The column on mine is secured by four quite substantial bolts.  I just loosened them and used brass shim stock between the bolts and going about halfway down.  That head is quite heavy and the last thing you want is the column falling on you.

I used a piece of one thou shim folded in half in mine.


----------



## P. Waller (Sep 3, 2018)

9t8z28 said:


> How do you use an end mill in a boring head?  Never heard of this.  2 flute or 4 flute?  Are you modifying the end mill?


Drill mill tooling, not the fastest method but they work. http://www.iscar.com/Ecatalog/products.aspx?app=125&mapp=ML&GFSTYP=M&lang=EN
I often use 2 flute center cutting endmills in CNC lathes for roughing and boring small shallow holes less the 1" diameter and 1/2" depth.
Place the endmill in a toolpost holder with the flutes horizontal and plunge to depth at X .000, retract it and offset the X axis as if it were a boring bar. I grind the the cutting edges of the endmills behind the end for clearance as they will drag on the bore.

I would only recommend this for shallow bores less then 3 diameters deep in free machining materials.
Saves a tool change which can save a good deal of time if hundreds of parts are required.


----------



## 9t8z28 (Sep 4, 2018)

I was asking how to use an end mill in a boring head on the mill, not the lathe or CNC lathe but good info on how to do it.    You state that it saves you time by not having to do a tool change but how are you using the modified end mill to do other operations other than boring shallow holes ?   It would seem to me that you could only use this modified end mill to do the shallow boring so why not just use a boring bar?   I guess maybe you would have to drill a hole first and then use the boring bar so using a modified end mill only requires 1 tool ?


P. Waller said:


> Drill mill tooling, not the fastest method but they work. http://www.iscar.com/Ecatalog/products.aspx?app=125&mapp=ML&GFSTYP=M&lang=EN
> I often use 2 flute center cutting endmills in CNC lathes for roughing and boring small shallow holes less the 1" diameter and 1/2" depth.
> Place the endmill in a toolpost holder with the flutes horizontal and plunge to depth at X .000, retract it and offset the X axis as if it were a boring bar. I grind the the cutting edges of the endmills behind the end for clearance as they will drag on the bore.
> 
> ...


----------



## BaronJ (Sep 4, 2018)

Hi 9t8z28,

Put the slot drill in the boring head, center it, plunge to depth.  This will drill a hole the size of your slot drill.  Then enlarge the hole you just made by traversing the boring head slide.


----------



## P. Waller (Sep 4, 2018)

9t8z28 said:


> I was asking how to use an end mill in a boring head on the mill, not the lathe or CNC lathe but good info on how to do it.    You state that it saves you time by not having to do a tool change but how are you using the modified end mill to do other operations other than boring shallow holes ?   It would seem to me that you could only use this modified end mill to do the shallow boring so why not just use a boring bar?   I guess maybe you would have to drill a hole first and then use the boring bar so using a modified end mill only requires 1 tool ?

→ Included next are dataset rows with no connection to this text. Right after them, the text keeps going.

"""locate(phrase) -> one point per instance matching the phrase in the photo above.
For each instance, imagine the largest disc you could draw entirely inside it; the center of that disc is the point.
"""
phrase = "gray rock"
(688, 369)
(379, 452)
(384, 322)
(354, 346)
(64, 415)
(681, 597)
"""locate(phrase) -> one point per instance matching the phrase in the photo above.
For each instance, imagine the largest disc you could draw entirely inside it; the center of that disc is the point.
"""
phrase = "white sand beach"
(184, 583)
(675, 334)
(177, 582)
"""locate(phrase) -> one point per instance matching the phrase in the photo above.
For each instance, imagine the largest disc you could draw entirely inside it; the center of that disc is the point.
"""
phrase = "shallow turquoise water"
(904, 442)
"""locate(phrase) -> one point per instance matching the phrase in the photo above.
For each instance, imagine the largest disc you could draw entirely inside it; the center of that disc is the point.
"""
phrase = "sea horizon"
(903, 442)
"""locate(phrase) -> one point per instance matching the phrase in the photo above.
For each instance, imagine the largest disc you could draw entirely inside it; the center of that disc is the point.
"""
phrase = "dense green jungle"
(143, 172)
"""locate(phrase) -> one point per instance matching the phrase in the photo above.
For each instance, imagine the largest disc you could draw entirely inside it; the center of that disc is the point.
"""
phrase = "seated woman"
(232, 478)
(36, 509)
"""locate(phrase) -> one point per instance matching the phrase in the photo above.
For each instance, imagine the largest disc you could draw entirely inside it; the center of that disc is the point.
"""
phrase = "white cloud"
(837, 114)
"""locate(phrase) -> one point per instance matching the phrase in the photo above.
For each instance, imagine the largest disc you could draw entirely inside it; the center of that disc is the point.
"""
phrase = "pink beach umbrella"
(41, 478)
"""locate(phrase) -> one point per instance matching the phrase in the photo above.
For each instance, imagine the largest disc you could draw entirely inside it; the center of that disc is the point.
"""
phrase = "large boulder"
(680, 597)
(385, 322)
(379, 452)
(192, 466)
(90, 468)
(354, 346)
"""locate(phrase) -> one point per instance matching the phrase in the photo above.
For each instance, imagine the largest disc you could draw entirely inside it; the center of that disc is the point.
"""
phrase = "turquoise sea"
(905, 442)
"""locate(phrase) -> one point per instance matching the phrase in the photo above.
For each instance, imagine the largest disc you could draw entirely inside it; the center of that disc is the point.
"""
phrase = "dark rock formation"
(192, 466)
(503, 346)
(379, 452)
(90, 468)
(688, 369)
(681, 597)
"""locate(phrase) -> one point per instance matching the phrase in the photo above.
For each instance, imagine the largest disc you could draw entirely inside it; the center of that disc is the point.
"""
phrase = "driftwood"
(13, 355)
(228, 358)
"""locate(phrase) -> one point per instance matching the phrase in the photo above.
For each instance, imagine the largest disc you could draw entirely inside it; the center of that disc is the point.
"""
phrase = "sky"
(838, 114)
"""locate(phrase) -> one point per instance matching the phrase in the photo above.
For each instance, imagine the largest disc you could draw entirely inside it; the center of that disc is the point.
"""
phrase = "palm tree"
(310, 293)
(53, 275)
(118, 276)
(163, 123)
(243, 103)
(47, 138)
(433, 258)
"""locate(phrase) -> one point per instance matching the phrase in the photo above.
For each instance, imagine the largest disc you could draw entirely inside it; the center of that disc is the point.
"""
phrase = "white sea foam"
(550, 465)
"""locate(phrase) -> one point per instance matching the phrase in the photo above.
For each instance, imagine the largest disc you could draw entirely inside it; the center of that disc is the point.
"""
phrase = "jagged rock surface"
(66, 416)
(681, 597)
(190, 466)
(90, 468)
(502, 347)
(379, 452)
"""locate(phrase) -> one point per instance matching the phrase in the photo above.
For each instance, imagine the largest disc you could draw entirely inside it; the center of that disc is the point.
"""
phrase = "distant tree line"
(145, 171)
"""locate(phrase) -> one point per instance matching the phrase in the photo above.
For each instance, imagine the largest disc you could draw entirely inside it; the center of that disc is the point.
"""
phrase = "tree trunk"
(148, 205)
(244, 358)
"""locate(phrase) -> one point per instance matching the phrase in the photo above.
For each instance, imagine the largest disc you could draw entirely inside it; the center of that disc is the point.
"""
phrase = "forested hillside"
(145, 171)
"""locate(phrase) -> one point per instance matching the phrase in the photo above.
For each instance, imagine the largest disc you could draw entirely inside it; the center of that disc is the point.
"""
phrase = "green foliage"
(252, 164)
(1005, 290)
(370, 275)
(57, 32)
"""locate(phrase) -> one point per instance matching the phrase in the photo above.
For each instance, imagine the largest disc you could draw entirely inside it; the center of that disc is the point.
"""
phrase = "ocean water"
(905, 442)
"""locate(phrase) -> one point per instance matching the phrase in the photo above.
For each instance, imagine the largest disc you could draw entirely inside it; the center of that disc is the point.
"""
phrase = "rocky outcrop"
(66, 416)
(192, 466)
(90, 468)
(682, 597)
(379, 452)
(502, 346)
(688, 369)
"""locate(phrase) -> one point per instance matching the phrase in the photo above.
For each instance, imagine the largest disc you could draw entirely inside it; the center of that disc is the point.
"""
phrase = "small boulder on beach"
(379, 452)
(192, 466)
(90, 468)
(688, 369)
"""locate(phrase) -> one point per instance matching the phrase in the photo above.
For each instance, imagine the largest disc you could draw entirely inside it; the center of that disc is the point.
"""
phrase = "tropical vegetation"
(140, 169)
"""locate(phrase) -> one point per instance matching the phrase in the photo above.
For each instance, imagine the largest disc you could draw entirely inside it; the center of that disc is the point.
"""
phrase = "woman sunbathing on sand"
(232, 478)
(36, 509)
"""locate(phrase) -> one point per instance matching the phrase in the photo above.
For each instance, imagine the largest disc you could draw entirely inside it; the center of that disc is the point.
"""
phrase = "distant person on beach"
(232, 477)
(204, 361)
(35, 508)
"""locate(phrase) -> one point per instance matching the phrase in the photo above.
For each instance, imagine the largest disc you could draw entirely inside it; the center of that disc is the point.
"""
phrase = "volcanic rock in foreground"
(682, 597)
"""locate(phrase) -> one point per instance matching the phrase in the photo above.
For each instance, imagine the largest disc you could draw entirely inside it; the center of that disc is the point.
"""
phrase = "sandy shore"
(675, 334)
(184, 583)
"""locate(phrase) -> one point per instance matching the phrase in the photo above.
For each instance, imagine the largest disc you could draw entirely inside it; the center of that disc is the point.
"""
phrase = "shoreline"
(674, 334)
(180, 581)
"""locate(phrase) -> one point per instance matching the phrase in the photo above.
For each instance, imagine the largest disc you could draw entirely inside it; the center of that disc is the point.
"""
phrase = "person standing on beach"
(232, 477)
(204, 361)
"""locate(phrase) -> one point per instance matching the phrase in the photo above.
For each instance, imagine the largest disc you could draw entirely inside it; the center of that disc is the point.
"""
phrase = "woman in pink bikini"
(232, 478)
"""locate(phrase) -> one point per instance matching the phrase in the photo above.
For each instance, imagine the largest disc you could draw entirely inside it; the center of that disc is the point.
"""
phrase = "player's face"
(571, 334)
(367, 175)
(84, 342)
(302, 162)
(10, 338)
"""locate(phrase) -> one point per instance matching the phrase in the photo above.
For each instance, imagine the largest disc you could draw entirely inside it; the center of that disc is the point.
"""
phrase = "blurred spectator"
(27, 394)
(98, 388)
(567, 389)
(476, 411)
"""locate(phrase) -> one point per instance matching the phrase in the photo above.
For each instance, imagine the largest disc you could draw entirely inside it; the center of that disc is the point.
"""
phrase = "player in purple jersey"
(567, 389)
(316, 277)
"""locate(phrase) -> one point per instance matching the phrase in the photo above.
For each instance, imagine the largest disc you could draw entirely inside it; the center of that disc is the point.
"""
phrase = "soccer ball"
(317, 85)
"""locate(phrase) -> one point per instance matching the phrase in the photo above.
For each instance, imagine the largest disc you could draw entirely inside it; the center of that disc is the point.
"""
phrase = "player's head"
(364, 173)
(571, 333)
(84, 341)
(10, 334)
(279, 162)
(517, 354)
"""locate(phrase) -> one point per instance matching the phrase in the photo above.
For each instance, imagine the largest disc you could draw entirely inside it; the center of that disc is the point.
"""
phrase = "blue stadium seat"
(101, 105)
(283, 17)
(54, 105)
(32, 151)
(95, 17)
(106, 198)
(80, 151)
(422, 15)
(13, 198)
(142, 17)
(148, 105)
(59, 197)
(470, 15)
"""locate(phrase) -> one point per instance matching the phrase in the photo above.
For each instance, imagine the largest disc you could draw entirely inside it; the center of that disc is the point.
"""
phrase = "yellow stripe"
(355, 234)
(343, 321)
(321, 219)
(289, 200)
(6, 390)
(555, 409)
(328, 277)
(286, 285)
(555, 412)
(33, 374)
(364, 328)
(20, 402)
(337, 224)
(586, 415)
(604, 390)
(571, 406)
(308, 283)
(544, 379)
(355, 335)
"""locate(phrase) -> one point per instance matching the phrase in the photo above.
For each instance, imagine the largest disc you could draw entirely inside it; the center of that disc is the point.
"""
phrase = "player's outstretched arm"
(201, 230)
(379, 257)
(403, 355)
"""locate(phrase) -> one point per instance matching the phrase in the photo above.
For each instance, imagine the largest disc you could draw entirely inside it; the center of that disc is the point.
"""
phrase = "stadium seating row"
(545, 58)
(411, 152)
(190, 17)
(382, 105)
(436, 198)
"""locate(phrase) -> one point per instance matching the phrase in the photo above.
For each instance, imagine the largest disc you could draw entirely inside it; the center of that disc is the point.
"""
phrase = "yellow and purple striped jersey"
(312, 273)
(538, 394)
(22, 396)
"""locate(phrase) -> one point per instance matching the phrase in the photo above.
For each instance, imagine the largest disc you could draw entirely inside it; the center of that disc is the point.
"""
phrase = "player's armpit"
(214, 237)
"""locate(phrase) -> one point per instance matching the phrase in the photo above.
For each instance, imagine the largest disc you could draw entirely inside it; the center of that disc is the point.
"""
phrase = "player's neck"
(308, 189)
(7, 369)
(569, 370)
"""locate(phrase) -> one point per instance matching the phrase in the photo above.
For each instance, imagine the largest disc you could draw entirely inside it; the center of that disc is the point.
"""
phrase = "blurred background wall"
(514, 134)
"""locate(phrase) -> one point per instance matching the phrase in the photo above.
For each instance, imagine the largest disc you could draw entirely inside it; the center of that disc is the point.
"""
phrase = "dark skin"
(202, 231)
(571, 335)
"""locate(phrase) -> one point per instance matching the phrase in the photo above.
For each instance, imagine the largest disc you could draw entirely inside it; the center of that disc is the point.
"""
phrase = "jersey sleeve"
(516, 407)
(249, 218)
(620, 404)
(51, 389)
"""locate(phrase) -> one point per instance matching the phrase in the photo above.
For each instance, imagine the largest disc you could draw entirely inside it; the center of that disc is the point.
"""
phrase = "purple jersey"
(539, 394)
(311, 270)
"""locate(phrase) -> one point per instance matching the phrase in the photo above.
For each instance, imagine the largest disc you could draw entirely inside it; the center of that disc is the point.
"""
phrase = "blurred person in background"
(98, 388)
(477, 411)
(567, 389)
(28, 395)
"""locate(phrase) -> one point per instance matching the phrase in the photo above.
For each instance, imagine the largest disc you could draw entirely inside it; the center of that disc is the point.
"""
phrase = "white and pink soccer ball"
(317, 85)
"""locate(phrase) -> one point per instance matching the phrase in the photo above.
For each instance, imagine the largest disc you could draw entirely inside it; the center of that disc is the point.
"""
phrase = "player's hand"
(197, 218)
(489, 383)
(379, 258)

In order to use a traditional boring bar one must first drill a hole, using a center cutting end mill to plunge a hole then using it as a boring bar eliminates the drill tool change. Boring in a mill and boring in a lathe are the same with the exception that the part rotates in the lathe and the tool rotates in the mill. It also does not matter if CNC or manual as the operation is the same, all that a controller does is move the tool for you, it is not magic, the only reason that you can not easily mill a radius on a corner using the hand wheels is that your hands are not capable making the small variable moves required.

A drill/mill tool is essentially a boring bar that will plunge cut a smaller hole first then act as a boring bar when moved off center. The problem with using a standard solid end mill is that they are not as rigid as a boring bar thus the shallow hole, shallow being 3 X Diameter or so.

You may put an end mill in a boring head set on center and plunge then move it until reaching the finished hole diameter, the flutes must be oriented correctly however.


----------



## 9t8z28 (Sep 7, 2018)

Good info.  Thats what I figured


P. Waller said:


> In order to use a traditional boring bar one must first drill a hole, using a center cutting end mill to plunge a hole then using it as a boring bar eliminates the drill tool change. Boring in a mill and boring in a lathe are the same with the exception that the part rotates in the lathe and the tool rotates in the mill. It also does not matter if CNC or manual as the operation is the same, all that a controller does is move the tool for you, it is not magic, the only reason that you can not easily mill a radius on a corner using the hand wheels is that your hands are not capable making the small variable moves required.
> 
> A drill/mill tool is essentially a boring bar that will plunge cut a smaller hole first then act as a boring bar when moved off center. The problem with using a standard solid end mill is that they are not as rigid as a boring bar thus the shallow hole, shallow being 3 X Diameter or so.
> 
> You may put an end mill in a boring head set on center and plunge then move it until reaching the finished hole diameter, the flutes must be oriented correctly however.


----------



## BaronJ (Sep 8, 2018)

Hi Guys,



BaronJ said:


> Hi 9t8z28,
> 
> Put the slot drill in the boring head, center it, plunge to depth.  This will drill a hole the size of your slot drill.  Then enlarge the hole you just made by traversing the boring head slide.



Isn't that what I said earlier ?


----------



## Ken from ontario (Sep 8, 2018)

BaronJ said:


> Hi Guys,
> 
> 
> 
> Isn't that what I said earlier ?


Yes , it happens often ,the solution gets repeated in different posts  but one gets acknowledged. I now know it's not personal.


----------



## BaronJ (Sep 8, 2018)

Hi Ken,

Thanks for your reply.
I know its not personal.  It was just reading four posts that essentially said the same thing.


----------